Performance enhancement of phase change materials in triplex-tube latent heat energy storage system using novel fin configurations

Phase change material (PCM) has promising applications as an energy storage material in thermal energy storage (TES) systems. However, the low thermal conductivity of PCM limits its applications. To reduce the response time of TES systems, various configurations of fins are used to improve the heat transfer performance of PCM. The Y -structured fins utilize the Y-structure, a common structure in nature, and this study investigates the different structures of Y-shaped fins and the effect of HTF on melting time. A numerical research method based on the enthalpy-porosity method is adopted used for the study. The numerical model of the study is validated using previous experimental data. The simulation results have been obtained, including solid-liquid interface contours, isotherm contours, and evolution of the PCM liquid fraction. The results show that the melting process of the PCM is divided into three main stages and integrated solid fins within the PCM effectively reduce the melting time. Under certain operating conditions, reducing the fin thickness, increasing the fin angle, and increasing the HTF temperature can effectively reduce the PCM melting time.
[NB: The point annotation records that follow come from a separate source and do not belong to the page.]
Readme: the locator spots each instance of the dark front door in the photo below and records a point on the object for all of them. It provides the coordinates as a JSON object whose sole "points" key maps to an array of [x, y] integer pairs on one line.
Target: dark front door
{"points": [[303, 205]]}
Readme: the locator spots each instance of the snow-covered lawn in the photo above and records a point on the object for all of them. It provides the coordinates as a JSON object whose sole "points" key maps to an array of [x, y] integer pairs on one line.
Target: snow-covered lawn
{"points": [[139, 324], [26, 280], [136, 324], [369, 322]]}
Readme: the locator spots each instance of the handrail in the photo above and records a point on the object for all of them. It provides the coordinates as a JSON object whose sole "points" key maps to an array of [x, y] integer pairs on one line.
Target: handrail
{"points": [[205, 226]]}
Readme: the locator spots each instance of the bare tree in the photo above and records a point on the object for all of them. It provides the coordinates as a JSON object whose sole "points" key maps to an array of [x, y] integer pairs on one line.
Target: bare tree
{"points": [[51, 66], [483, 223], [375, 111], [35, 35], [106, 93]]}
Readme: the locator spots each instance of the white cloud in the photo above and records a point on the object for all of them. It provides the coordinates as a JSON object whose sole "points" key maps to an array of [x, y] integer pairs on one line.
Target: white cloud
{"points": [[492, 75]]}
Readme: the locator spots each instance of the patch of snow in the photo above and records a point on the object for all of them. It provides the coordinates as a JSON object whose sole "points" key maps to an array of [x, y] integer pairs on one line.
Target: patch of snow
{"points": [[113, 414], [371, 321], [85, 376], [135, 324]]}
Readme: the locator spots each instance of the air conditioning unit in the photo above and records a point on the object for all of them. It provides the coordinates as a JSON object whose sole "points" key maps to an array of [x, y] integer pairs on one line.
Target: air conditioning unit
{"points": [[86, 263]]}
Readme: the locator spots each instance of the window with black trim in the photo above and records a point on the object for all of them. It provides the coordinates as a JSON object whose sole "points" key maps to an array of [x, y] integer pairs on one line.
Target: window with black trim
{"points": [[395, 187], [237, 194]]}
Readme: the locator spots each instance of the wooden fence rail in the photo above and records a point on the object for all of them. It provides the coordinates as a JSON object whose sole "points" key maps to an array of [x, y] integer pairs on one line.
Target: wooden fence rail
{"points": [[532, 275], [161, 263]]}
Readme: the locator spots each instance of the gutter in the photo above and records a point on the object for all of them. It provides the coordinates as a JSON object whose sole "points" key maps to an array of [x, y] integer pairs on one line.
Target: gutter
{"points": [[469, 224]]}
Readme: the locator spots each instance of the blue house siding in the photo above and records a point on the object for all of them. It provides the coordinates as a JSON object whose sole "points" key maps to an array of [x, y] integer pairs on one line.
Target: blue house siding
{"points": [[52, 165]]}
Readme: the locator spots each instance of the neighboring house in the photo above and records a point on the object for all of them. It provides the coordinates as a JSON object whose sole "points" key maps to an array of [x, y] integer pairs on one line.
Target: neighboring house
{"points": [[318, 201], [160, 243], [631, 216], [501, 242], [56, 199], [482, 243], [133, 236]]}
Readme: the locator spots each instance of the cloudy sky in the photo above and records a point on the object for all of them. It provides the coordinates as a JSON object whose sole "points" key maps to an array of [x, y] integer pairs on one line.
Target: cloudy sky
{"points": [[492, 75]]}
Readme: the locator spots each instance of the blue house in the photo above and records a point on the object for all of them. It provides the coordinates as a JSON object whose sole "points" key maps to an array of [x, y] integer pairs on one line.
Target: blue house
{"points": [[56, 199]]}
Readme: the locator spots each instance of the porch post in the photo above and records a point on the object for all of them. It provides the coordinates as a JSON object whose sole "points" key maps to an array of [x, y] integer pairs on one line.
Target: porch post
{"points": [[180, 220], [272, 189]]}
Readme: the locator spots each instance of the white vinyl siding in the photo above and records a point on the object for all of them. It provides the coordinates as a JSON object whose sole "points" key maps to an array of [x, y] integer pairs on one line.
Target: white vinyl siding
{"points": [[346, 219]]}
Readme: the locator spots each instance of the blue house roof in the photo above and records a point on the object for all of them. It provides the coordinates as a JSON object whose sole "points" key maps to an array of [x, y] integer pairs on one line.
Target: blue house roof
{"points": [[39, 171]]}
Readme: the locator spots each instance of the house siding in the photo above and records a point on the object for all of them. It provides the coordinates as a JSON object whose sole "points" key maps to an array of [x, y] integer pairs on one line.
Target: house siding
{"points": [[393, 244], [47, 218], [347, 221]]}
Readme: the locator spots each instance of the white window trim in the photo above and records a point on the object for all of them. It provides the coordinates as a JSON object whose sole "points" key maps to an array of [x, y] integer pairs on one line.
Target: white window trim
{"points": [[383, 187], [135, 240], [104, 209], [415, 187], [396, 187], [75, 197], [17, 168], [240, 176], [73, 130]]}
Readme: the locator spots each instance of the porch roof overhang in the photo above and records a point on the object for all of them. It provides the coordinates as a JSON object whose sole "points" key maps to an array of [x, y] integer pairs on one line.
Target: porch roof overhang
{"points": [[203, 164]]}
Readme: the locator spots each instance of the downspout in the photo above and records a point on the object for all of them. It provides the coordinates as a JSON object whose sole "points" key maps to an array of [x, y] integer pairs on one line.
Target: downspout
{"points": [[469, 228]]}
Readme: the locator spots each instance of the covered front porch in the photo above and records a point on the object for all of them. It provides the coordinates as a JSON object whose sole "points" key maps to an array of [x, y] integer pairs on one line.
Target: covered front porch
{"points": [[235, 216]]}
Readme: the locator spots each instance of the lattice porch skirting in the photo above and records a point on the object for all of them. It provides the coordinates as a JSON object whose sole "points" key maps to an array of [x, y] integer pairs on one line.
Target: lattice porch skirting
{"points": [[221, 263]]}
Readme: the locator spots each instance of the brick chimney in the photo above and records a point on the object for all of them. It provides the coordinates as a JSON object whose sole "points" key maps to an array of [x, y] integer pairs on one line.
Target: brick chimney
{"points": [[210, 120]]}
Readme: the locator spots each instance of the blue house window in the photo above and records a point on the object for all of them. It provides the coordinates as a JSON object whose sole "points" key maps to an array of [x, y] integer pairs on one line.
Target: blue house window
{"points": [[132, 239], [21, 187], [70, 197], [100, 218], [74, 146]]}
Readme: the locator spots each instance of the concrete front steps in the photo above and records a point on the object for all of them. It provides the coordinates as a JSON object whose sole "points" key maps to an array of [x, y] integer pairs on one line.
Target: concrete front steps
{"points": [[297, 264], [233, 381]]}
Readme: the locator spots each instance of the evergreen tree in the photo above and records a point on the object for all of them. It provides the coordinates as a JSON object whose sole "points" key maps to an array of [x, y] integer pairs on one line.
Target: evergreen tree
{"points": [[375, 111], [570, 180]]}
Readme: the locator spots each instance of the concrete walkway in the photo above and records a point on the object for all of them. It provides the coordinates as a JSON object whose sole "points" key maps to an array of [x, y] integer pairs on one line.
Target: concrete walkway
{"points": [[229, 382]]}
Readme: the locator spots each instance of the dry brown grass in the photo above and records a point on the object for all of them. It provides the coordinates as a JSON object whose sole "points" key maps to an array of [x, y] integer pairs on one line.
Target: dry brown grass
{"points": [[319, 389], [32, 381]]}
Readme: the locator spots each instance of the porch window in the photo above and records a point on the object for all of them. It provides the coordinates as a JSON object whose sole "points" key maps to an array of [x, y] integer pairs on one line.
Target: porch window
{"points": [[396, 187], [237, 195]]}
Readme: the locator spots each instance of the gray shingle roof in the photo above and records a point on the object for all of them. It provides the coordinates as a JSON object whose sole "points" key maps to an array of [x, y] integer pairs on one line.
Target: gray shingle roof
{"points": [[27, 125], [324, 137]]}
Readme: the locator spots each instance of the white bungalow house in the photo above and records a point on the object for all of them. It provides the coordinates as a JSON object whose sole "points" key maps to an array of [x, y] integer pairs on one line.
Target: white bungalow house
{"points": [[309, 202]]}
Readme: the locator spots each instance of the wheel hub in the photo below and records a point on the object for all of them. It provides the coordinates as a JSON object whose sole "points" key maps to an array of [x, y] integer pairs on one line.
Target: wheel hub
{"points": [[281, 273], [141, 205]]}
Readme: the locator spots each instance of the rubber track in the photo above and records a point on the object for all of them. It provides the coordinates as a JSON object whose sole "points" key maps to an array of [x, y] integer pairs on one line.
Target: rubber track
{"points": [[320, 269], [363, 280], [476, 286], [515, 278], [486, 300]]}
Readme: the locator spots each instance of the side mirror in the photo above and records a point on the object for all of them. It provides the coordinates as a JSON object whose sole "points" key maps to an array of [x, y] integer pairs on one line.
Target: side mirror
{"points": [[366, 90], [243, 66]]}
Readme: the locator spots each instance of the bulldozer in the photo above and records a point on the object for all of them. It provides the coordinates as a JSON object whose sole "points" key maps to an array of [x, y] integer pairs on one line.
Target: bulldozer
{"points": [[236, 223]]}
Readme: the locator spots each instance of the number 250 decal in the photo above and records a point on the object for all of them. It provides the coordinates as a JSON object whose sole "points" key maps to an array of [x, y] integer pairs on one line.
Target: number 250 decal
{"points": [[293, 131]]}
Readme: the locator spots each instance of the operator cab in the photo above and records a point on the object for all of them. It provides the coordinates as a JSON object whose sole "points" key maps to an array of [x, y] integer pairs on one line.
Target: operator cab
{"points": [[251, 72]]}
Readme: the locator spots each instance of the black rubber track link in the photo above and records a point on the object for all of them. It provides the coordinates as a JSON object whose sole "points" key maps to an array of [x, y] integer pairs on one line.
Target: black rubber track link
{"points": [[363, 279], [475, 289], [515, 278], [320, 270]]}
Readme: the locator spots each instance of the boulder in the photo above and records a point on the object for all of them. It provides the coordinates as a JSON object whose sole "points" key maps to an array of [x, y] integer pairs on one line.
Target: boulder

Transient heat transfer rates and dimensionless quantities are analyzed based on numerical results. This study provides potential applications of novel fin structures for new industrial products related to thermal energy storage and management.

Automated summary

Phase change material has great potential as an energy storage material in thermal energy storage systems, but its low thermal conductivity limits its applications. This study investigates the effect of different Y-shaped fin structures and HTF on the melting time of phase change material. The results show that adjustments to the fin structure can effectively reduce the melting time under certain operating conditions.